Gemini Live was available by Google at its Made by Google event on Tuesday
This feature enables users to engage in a semi-natural spoken conversation with an AI chatbot powered by Google’s most recent large language model rather than a typed version. TechCrunch was present to conduct this experiment firsthand.
Gemini Live is Google’s response to OpenAI’s Advanced Voice Mode, a feature virtually identical to ChatGPT and currently in a limited alpha test. Although OpenAI had demonstrated the feature before Google, Google was the first to implement the final version.
I have found that these verbal features with minimal latency feel significantly more natural than texting with ChatGPT or conversing with Siri or Alexa. I discovered that Gemini Live could respond to inquiries in less than two seconds and adjust its course rapidly when interrupted. Gemini Live is not flawless; however, it is the most effective method of using a phone hands-free that I have encountered thus far.
The Operation of Gemini Live
The feature allows users to select from 10 accents before engaging with Gemini Live, unlike OpenAI’s three voices. Each creation was a collaborative effort between Google and voice actors. I found each one to sound very humanlike and appreciated the variety.
In one instance, a Google product manager verbally requested that Gemini Live identify family-friendly wineries near Mountain View with outdoor areas and playgrounds. This was done to accommodate the possibility of children accompanying the visit. Gemini successfully recommended a location that satisfied the criteria: Cooper-Garrod Vineyards in Saratoga. This is a considerably more intricate endeavor than I would have asked Siri or Google Search to handle.
Nevertheless, Gemini Live is not without its shortcomings. It appeared to induce hallucinations regarding Henry Elementary School Playground, a playground purportedly “10 minutes away” from the vineyard. Although Saratoga has additional facilities, the nearest Henry Elementary School is over a two-hour drive away. Henry Ford Elementary School is situated in Redwood City but is located 30 minutes away.
Google enjoyed demonstrating the ability of users to interrupt Gemini Live mid-sentence, and the AI will promptly reorient. According to the organization, this enables users to regulate the discourse. This feature is not entirely functional in practice. Occasionally, the AI appeared unable to comprehend the conversation between Gemini Live and Google’s project supervisors while conversing with one another.

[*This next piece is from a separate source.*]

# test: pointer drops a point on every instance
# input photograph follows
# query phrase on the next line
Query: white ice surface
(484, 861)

According to product manager Leland Rechis, Google prohibits Gemini Live from singing or imitating any dialects beyond the 10 it offers. The organization is probably taking action to prevent potential conflicts with copyright legislation. Additionally, Rechis stated that Google is not currently concerned with enabling Gemini Live to comprehend the emotional intonation in a user’s voice, a feature that OpenAI promoted during its demonstration.

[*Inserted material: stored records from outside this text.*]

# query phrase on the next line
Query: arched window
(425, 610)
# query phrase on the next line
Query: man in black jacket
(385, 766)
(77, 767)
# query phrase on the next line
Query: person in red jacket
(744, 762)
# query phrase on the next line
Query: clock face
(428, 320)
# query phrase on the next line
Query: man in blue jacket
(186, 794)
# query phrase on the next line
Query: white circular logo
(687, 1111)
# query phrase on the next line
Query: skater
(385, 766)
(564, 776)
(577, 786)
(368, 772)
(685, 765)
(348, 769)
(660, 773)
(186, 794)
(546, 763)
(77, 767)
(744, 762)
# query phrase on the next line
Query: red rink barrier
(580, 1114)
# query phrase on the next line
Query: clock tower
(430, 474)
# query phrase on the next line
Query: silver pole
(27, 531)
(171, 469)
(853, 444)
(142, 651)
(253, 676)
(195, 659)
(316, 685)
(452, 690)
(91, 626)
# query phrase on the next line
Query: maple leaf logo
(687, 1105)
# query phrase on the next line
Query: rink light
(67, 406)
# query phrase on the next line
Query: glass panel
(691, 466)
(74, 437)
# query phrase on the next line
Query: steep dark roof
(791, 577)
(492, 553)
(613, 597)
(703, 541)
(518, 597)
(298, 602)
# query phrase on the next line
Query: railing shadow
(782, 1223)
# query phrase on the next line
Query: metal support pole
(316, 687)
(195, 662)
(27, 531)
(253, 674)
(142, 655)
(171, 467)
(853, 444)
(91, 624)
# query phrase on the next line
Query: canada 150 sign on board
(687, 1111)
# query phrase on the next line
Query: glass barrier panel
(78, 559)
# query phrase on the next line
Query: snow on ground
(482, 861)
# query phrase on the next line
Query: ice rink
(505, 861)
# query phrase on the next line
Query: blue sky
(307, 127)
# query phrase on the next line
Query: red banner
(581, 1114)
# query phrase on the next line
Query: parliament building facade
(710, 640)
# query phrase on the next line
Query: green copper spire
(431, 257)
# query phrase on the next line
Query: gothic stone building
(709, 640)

The feature appears to be an excellent method for conducting a more in-depth investigation of a topic than would be possible with a straightforward Google Search. Google acknowledges that Gemini Live is a preliminary step toward Project Astra, the entirely multimodal AI model introduced at Google I/O. Currently, Gemini Live can only be used for voice conversations; however, Google intends to incorporate real-time video comprehension in the future.